Click here to monitor SSC
  • Av rating:
  • Total votes: 18
  • Total comments: 10
Grant Fritchey

The DBA Detective: The Case of the Missing Index

15 May 2013

When problems arise in SQL Server, we're faced with a server full of suspects, including disk I/O, memory, CPU, incorrect or missing indexes, badly written T-SQL code, out of date statistics, and full disk drives. All of these have motive and opportunity to murder the performance of our databases, and it's the DBA's job to collar the culprit, quickly without relying on luck or heroics.

The Interminable Hourglass

'Joe Dee Beeay?'

I looked up. The cubicle smelled of old coffee, dust from old technical manuals, the tang of heated electronics and fear.

'Yeah?' Something in the boss's voice told me that he hadn't come to tell me I was doing good work.

'The application's had a wet job. It's dead meat'

The application, THE application, you know the one. The beautiful one, the one everyone wants. She had the habit occasionally of running as if she had had her hair parted by lead piping. Some in the business say she's brought troubles on herself, but it's just the way she was built. Sure, she's a little older now, and is showing the signs. She's been beat down and roughed up more times than he cares to remember and it shows, but she was still The Application, and she needed me.

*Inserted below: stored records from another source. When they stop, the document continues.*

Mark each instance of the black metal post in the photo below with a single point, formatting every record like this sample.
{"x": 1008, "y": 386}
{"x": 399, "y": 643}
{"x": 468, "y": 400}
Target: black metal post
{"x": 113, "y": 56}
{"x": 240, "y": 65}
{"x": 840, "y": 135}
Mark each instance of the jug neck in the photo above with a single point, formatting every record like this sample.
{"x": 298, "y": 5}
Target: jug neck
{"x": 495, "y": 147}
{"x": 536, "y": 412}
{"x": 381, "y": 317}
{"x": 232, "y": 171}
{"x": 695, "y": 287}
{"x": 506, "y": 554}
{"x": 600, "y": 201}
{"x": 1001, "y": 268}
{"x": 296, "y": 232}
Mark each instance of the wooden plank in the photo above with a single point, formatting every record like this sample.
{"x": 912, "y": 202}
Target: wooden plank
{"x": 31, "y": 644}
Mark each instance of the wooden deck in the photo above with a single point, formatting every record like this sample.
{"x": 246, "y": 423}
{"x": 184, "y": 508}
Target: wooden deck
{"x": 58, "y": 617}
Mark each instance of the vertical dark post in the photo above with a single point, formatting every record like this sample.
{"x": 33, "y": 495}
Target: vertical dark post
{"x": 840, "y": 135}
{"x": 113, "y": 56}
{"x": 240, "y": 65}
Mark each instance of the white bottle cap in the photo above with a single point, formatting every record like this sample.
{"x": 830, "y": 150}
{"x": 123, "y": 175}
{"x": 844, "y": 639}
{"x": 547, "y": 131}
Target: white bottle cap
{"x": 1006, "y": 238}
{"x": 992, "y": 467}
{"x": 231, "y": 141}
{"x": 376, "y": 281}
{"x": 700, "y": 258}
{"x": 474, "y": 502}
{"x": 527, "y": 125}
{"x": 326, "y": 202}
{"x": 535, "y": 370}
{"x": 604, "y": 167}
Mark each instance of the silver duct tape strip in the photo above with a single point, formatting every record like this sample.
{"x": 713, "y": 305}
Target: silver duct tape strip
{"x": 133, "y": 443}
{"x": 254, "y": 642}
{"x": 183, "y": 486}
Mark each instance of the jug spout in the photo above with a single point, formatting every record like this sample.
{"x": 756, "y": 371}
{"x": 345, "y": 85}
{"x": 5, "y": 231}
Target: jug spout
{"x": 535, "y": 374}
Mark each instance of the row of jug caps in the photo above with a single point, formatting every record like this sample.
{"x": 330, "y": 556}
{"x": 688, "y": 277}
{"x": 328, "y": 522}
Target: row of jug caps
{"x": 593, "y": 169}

The Fat Man's voice was calm, but he had sweat on his brow.

'What's the layout?' I asked.

'Dunno. Just sort it out, Joe, please.'

'I wasn't worried until I heard the word 'please'. Maybe, too, it was that humorless smile he had before he stumped out of the room that made me wince. I know what he was thinking: 'There are no bad DBAs. There are only some DBAs that aren't as good as others.'

Now what?

I tapped the spacebar, lost in gloomy thought. I looked out the window. Suddenly the world seemed dark with more than the night.

Every possible kind of problem had happened to this application over the years. She's been put back together so many times it's surprising that she's still so desired and attractive instead of looking like Frankenstein's monster on the outside as well as the inside. Regardless, Joe Muggins had to identify the problem.

False Dawn

 Better go see Dawn in Accounts' she knows when things aren't right and likes to give bad news. Dawn was a dame with an ice-cold stare. From thirty feet away she looked like a lot of class. From ten feet away she looked like something made up to be seen from 30 feet away. She pouted when I told her I was on a mission to fix The Application, sipped from her plastic coffee-cup, and then sang like a canary. Well, like a canary who wanted to upset her audience. She told me that the issue was happening currently, but had also happened last night and, evidently earlier in the week.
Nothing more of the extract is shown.